If you're nodding your head "yes", and referring to my blog, I totally hear you.  I, myself, feel like sometimes I walk that fine line between being really honest, and scaring the hell out of people with my info.

Sometimes though, I believe you can't have ENOUGH info.  Like for example, when your husband has had a vasectomy, and you just had your fifth kid, and you want to see the 3 month sperm count statistics before....well, you know, BEFORE.  Just wanted to make sure you're still with me.

Often, I feel like I'm that friend, who people can trust with anything,  It's a compliment that folks trust me, but sometimes I feel like I could have gone my entire life without that info being disclosed to me...to keep in secret...until I rot in the ground.

 It's a responsibility I don't take lightly.  Let's just hypothetically say, that friend "A" shares some dirt about friend "B".  You know what I do?  I pretend like I had NEVER heard that before, even though I just got off the phone with friend "B".

 I'm like Switzerland, okay?  I don't want to take sides.  I don't think I should have to.  And so, I just play dumb.  Not hard.

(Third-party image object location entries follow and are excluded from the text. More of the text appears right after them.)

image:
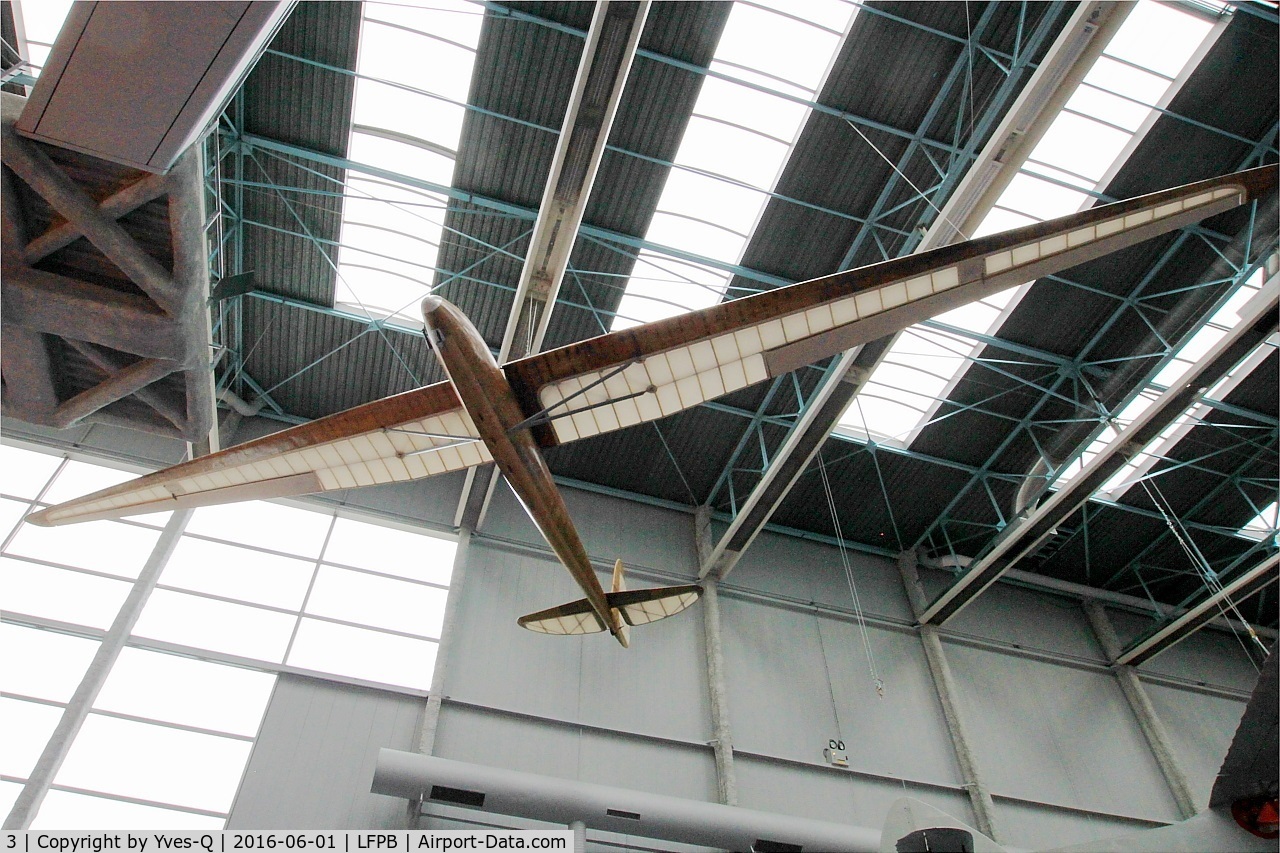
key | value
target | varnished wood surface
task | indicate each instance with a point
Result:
(528, 375)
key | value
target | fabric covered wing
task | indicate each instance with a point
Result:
(654, 370)
(406, 437)
(643, 606)
(575, 617)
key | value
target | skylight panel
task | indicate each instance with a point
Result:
(414, 77)
(1080, 147)
(1225, 318)
(731, 155)
(40, 23)
(1265, 524)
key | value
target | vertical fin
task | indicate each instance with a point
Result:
(624, 633)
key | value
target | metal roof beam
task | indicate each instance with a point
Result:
(1249, 583)
(851, 369)
(1258, 322)
(602, 76)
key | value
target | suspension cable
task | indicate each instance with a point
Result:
(859, 614)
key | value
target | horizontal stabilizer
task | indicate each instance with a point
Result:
(574, 617)
(643, 606)
(635, 607)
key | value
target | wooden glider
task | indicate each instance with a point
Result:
(484, 413)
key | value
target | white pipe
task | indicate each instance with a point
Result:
(602, 807)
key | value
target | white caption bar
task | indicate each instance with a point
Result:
(238, 842)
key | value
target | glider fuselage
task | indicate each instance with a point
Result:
(492, 405)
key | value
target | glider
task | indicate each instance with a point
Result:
(507, 414)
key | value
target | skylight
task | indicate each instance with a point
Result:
(1265, 524)
(414, 76)
(1223, 320)
(1079, 153)
(732, 151)
(39, 24)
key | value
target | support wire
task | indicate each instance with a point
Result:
(859, 614)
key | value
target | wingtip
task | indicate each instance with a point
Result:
(40, 519)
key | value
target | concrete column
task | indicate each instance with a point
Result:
(425, 739)
(944, 683)
(1152, 729)
(722, 743)
(28, 802)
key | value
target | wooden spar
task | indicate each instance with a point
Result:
(1112, 226)
(498, 418)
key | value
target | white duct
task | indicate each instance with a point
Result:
(615, 810)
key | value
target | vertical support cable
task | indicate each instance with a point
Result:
(944, 684)
(59, 744)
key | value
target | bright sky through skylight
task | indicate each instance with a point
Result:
(305, 591)
(1265, 524)
(1223, 320)
(40, 24)
(1082, 147)
(732, 151)
(415, 73)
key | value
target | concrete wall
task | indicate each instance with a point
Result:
(1051, 733)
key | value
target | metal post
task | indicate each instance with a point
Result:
(28, 802)
(1157, 738)
(425, 739)
(944, 683)
(722, 734)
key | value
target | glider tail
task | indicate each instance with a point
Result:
(629, 606)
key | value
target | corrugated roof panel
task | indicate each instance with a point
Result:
(279, 100)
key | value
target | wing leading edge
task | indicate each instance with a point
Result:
(411, 436)
(657, 369)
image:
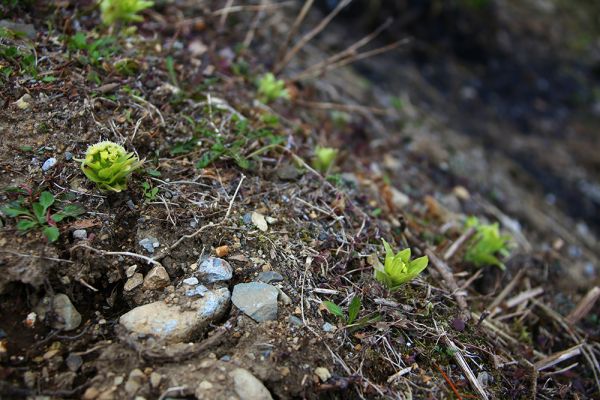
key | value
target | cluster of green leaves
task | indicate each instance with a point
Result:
(324, 158)
(398, 268)
(150, 192)
(350, 319)
(233, 145)
(271, 88)
(123, 11)
(38, 214)
(487, 244)
(109, 165)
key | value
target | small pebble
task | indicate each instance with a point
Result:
(74, 362)
(191, 281)
(80, 234)
(49, 163)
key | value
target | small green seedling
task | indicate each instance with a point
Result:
(324, 158)
(122, 10)
(398, 269)
(487, 244)
(150, 192)
(109, 165)
(353, 310)
(271, 88)
(38, 215)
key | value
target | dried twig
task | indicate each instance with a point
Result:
(558, 358)
(309, 36)
(460, 360)
(584, 306)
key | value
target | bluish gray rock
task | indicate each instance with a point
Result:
(172, 323)
(257, 300)
(213, 270)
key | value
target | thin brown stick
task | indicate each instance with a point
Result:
(559, 357)
(295, 26)
(348, 52)
(309, 36)
(351, 59)
(584, 306)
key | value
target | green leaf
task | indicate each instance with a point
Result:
(334, 309)
(354, 309)
(46, 200)
(40, 212)
(26, 224)
(15, 211)
(52, 233)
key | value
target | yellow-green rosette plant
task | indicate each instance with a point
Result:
(109, 165)
(398, 268)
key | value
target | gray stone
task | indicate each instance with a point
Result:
(213, 270)
(191, 281)
(156, 278)
(67, 317)
(270, 276)
(149, 244)
(247, 387)
(136, 280)
(49, 163)
(80, 234)
(173, 323)
(257, 300)
(74, 362)
(199, 290)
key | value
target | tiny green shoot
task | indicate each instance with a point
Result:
(271, 88)
(398, 268)
(487, 244)
(109, 166)
(38, 214)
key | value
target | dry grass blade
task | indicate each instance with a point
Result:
(460, 360)
(295, 26)
(309, 36)
(351, 59)
(558, 358)
(349, 51)
(584, 306)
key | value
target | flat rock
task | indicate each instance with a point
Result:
(270, 276)
(156, 278)
(213, 270)
(247, 386)
(136, 280)
(67, 317)
(173, 323)
(258, 300)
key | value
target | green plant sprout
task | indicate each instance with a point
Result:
(122, 10)
(150, 192)
(487, 244)
(271, 88)
(398, 269)
(324, 158)
(38, 215)
(353, 310)
(108, 165)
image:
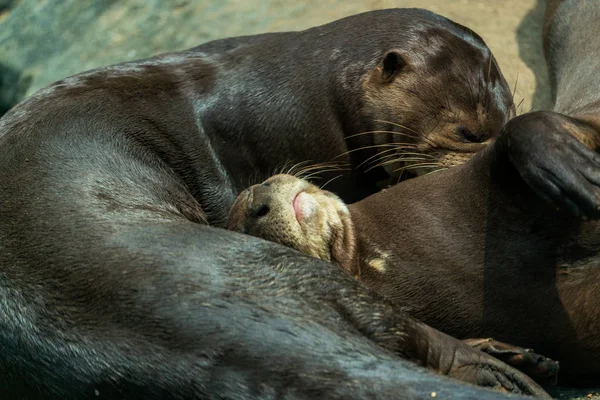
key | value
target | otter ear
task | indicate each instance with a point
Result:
(343, 247)
(392, 64)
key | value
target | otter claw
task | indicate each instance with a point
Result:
(526, 360)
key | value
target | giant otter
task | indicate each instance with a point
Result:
(111, 283)
(474, 251)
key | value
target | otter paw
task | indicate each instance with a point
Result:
(481, 369)
(555, 165)
(535, 365)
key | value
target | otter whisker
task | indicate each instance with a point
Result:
(516, 82)
(401, 155)
(317, 172)
(329, 181)
(422, 165)
(316, 166)
(378, 156)
(398, 125)
(365, 147)
(407, 155)
(425, 138)
(394, 161)
(489, 69)
(376, 131)
(519, 106)
(436, 170)
(297, 165)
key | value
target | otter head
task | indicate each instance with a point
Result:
(435, 101)
(297, 214)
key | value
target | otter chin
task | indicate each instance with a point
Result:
(297, 214)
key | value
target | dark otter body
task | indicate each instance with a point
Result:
(232, 112)
(112, 286)
(497, 262)
(473, 251)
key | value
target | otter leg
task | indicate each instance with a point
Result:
(535, 365)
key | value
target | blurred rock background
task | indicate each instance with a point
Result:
(42, 41)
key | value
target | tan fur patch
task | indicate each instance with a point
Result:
(378, 263)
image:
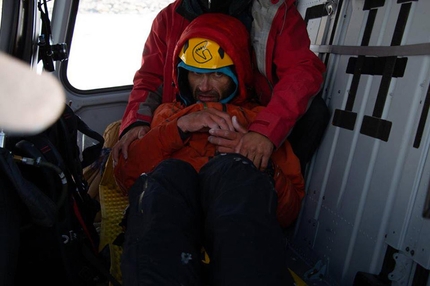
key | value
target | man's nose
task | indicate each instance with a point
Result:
(204, 84)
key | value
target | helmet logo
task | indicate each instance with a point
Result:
(201, 53)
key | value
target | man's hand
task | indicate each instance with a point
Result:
(122, 145)
(256, 147)
(204, 120)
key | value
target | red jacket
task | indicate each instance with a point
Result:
(164, 141)
(285, 63)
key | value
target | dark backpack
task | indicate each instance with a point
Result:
(58, 242)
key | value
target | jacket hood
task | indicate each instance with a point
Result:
(231, 35)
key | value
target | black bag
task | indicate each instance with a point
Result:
(59, 247)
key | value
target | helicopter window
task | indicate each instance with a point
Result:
(108, 40)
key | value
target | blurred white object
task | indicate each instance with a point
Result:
(29, 102)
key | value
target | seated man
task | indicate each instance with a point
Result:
(183, 195)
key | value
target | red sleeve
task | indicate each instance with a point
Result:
(152, 83)
(298, 76)
(144, 154)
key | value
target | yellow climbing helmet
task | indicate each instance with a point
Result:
(205, 54)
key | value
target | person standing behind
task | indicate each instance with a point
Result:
(189, 196)
(288, 77)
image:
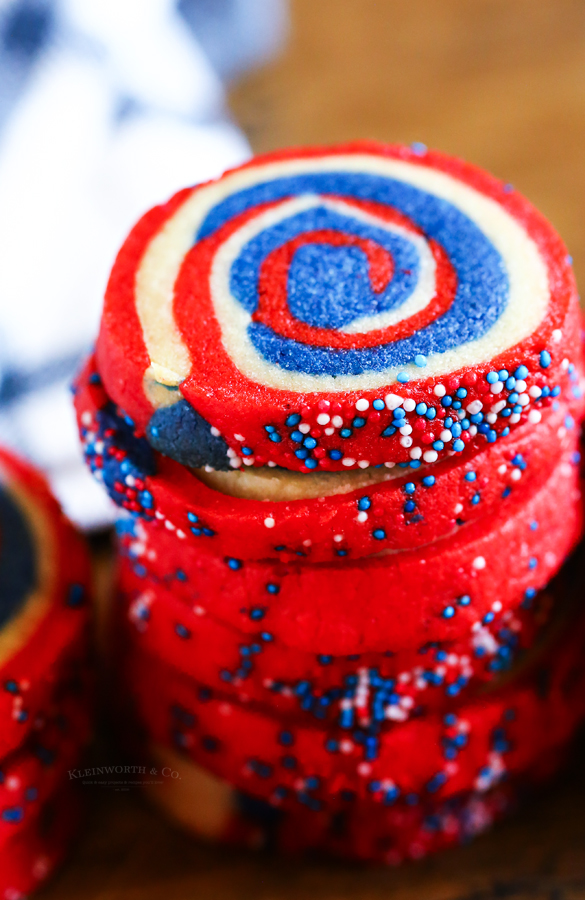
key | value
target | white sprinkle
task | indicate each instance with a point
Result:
(393, 401)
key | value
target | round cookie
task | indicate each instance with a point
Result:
(408, 599)
(312, 307)
(341, 513)
(500, 734)
(359, 689)
(44, 577)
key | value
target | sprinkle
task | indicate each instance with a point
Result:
(393, 401)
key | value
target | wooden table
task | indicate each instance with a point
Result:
(502, 83)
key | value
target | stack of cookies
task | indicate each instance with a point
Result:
(44, 708)
(338, 393)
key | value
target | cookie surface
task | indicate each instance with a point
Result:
(309, 308)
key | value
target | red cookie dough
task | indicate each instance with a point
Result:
(505, 732)
(47, 632)
(397, 600)
(197, 311)
(418, 505)
(301, 686)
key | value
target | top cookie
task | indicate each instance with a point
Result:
(339, 307)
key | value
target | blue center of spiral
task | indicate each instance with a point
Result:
(318, 288)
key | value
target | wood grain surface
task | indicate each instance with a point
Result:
(501, 83)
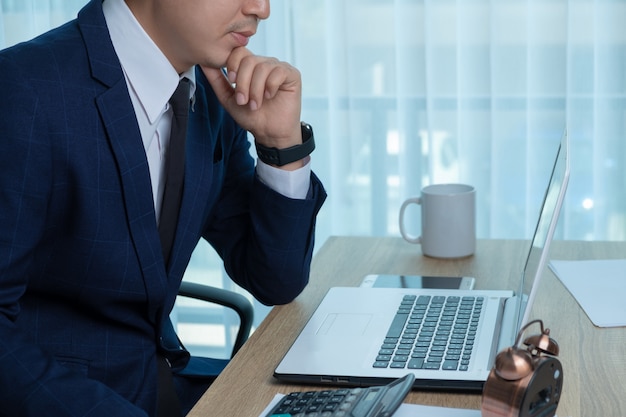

Now, I'm a curious person.  I love asking "What's the craziest thing that's ever happened to you?"  to anyone.  My doctor, my dentist, my kid's teacher.   No one is off limits.  And in this case, I'm just asking for people to tell me too much information.  But the stories always end up being memorable.

 For some reason I thought this was an appropriate question to ask the taxi driver on the way home from Boswell's on Saturday night.

 "Have women ever tried to pay you, but don't have the money?"  Wink.  Wink.

He replied, "Yes, and I rather like it."

 To which I quickly responded, "I live riiiiiight here, and I have CASH."